Signor Franscella, la Nazionale maschile
è reduce da due importanti vittorie contro Irlanda e Austria nelle
pre-qualificazioni ad Euro 2025. Cosa vi aspettate dal nuovo corso iniziato
sotto la guida di coach Ilias Papatheodorou?
«Ilias, così come il nuovo allenatore della
Nazionale femminile, l’italo-canadese Domenico Marcario, è stato assunto per
dare un nuovo impulso. Stiamo parlando di due tecnici qualificati e
Papatheodorou ha pure guidato la sua Grecia nelle qualificazioni alle
Olimpiadi, mancate di poco. Vogliamo portare le nostre Nazionali il più lontano
possibile, con il mirino puntato sugli Europei. A livello maschile, proveremo a
qualificarci per l’edizione del 2025. Avevamo pensato di candidarci per
ospitarla in Svizzera, ma ci siamo scontrati con problemi di budget e di
strutture. Ci rimane la carta della qualificazione sul campo».
Siete soddisfatti di questi primi sei
mesi con Papatheodorou?
«Si è già visto che la direzione è quella
giusta. Con questo non voglio sminuire quanto fatto dal suo predecessore.
Gianluca Barilari ha svolto un ottimo lavoro di ricucitura in un momento difficile,
assemblando una squadra affiatata e ottenendo risultati importanti, come il
successo sulla Serbia del 2020. Ora vogliamo fare un salto di qualità e provare
a qualificarci alla rassegna continentale. Le partite vinte contro Irlanda e
Austria hanno evidenziato il buon livello raggiunto da un gruppo apparso subito
unito. C’è già stato un po’ di ricambio e abbiamo individuato dei giovani
interessanti».
A settembre è iniziata l’attività del
Centro Nazionale di Swiss Basket in collaborazione con l’Ecole Nouvelle di
Losanna. Come sta andando?
«Il primo bilancio è molto positivo. È un
progetto ambizioso, che guarda al futuro, rivolto a ragazzi tra i 15 e i 18
anni che in questa struttura possono studiare e allenarsi insieme tutti i
giorni. Ci siamo ispirati a nazioni come la Francia, la Finlandia e il Belgio,
ottenendo contributi importanti da Swiss Olympic e da alcuni sponsor.

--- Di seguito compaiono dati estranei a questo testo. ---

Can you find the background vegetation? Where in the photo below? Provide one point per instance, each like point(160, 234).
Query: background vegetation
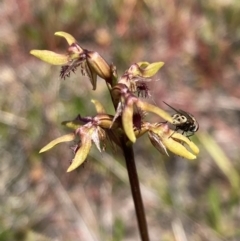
point(199, 41)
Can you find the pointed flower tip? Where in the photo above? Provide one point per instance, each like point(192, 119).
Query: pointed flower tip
point(81, 154)
point(175, 142)
point(70, 39)
point(65, 138)
point(50, 57)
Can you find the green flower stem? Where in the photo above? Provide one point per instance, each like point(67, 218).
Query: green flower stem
point(136, 192)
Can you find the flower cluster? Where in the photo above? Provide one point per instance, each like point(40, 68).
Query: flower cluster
point(128, 122)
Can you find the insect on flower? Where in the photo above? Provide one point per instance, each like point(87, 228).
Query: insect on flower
point(184, 121)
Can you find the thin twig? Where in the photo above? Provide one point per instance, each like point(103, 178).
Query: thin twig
point(136, 192)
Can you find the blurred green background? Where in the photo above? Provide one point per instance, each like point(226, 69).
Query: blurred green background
point(199, 41)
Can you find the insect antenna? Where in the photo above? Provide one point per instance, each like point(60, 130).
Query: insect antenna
point(170, 106)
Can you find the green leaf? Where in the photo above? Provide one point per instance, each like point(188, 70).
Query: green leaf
point(99, 107)
point(70, 39)
point(50, 57)
point(81, 154)
point(65, 138)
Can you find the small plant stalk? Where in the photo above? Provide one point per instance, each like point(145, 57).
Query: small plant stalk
point(136, 192)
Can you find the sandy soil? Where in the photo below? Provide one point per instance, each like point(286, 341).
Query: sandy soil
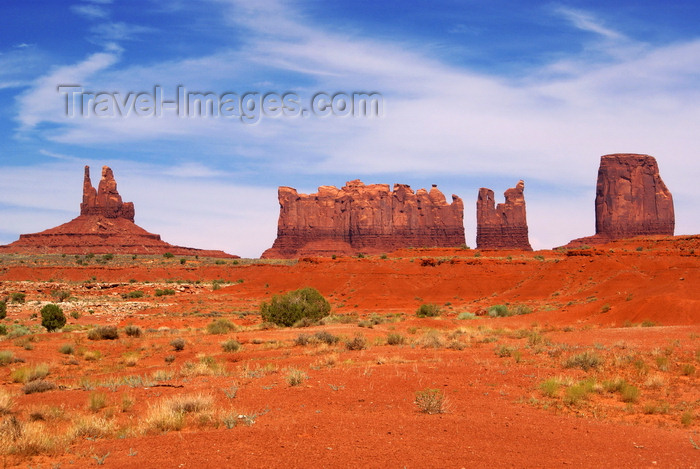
point(509, 384)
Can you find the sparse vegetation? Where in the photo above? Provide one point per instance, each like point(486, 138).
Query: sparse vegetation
point(52, 317)
point(287, 309)
point(103, 333)
point(428, 310)
point(431, 401)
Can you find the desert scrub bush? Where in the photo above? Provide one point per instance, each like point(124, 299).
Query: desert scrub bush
point(169, 414)
point(92, 427)
point(221, 326)
point(133, 331)
point(431, 339)
point(6, 402)
point(103, 333)
point(629, 393)
point(586, 361)
point(97, 401)
point(52, 317)
point(465, 315)
point(550, 387)
point(395, 339)
point(431, 401)
point(578, 392)
point(18, 297)
point(285, 310)
point(206, 366)
point(6, 357)
point(178, 344)
point(133, 295)
point(499, 311)
point(326, 337)
point(38, 385)
point(231, 345)
point(428, 310)
point(295, 377)
point(359, 342)
point(27, 374)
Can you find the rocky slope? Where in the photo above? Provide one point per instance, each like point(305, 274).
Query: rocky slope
point(105, 225)
point(631, 200)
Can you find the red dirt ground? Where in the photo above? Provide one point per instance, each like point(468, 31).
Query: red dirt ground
point(357, 406)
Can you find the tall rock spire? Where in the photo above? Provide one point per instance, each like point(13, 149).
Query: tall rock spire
point(105, 201)
point(502, 226)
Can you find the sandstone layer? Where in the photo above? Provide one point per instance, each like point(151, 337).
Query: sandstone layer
point(631, 200)
point(369, 219)
point(502, 226)
point(105, 226)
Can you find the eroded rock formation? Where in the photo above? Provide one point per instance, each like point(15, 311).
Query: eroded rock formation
point(631, 200)
point(105, 225)
point(104, 201)
point(502, 226)
point(364, 218)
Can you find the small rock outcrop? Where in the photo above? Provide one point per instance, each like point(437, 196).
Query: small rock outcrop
point(105, 226)
point(371, 219)
point(502, 226)
point(631, 200)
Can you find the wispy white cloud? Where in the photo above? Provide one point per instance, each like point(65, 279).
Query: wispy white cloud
point(90, 11)
point(588, 22)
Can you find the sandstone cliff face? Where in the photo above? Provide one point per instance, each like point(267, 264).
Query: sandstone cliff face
point(631, 200)
point(364, 218)
point(104, 201)
point(502, 226)
point(105, 225)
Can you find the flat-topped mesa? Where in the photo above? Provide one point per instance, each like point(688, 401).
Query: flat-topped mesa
point(631, 200)
point(371, 219)
point(105, 201)
point(502, 226)
point(105, 225)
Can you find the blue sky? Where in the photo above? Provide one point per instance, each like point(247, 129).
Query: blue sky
point(476, 94)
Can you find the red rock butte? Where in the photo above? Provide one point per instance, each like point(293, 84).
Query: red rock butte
point(105, 225)
point(502, 226)
point(370, 219)
point(631, 200)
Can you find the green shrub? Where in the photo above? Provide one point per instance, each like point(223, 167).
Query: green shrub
point(133, 294)
point(178, 344)
point(231, 346)
point(103, 333)
point(428, 310)
point(395, 339)
point(499, 311)
point(38, 385)
point(585, 361)
point(221, 326)
point(285, 310)
point(358, 343)
point(52, 317)
point(18, 297)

Cominciamo a vedere i frutti. La squadra milita nel campionato di serie B,
contro squadre più esperte. Dopo un periodo d’adattamento, i ragazzi hanno
messo in mostra un bel gioco, vincendo qualche partita. Si vede la coesione del
gruppo. Questi dodici giovani si allenano due volte al giorno, vanno a scuola
insieme, mangiano allo stesso tavolo. Insomma, convivono. In Svizzera è una novità
assoluta e le famiglie sono contente. Non c’è ancora nessun ticinese, ma siamo
appena partiti e Losanna non è dietro casa. Ci stiamo lavorando, anche con
Ticino Basket, mettendo in campo un allenatore professionista al 50% che possa
seguire da vicino i nostri settori giovanili e individuare i talenti a cui
proporre di frequentare questa accademia senza spendere un centesimo, avendo
garantita una buonissima formazione scolastica. L’intenzione è di riuscire a
proporre la stessa cosa anche per le ragazze entro il 2023-24».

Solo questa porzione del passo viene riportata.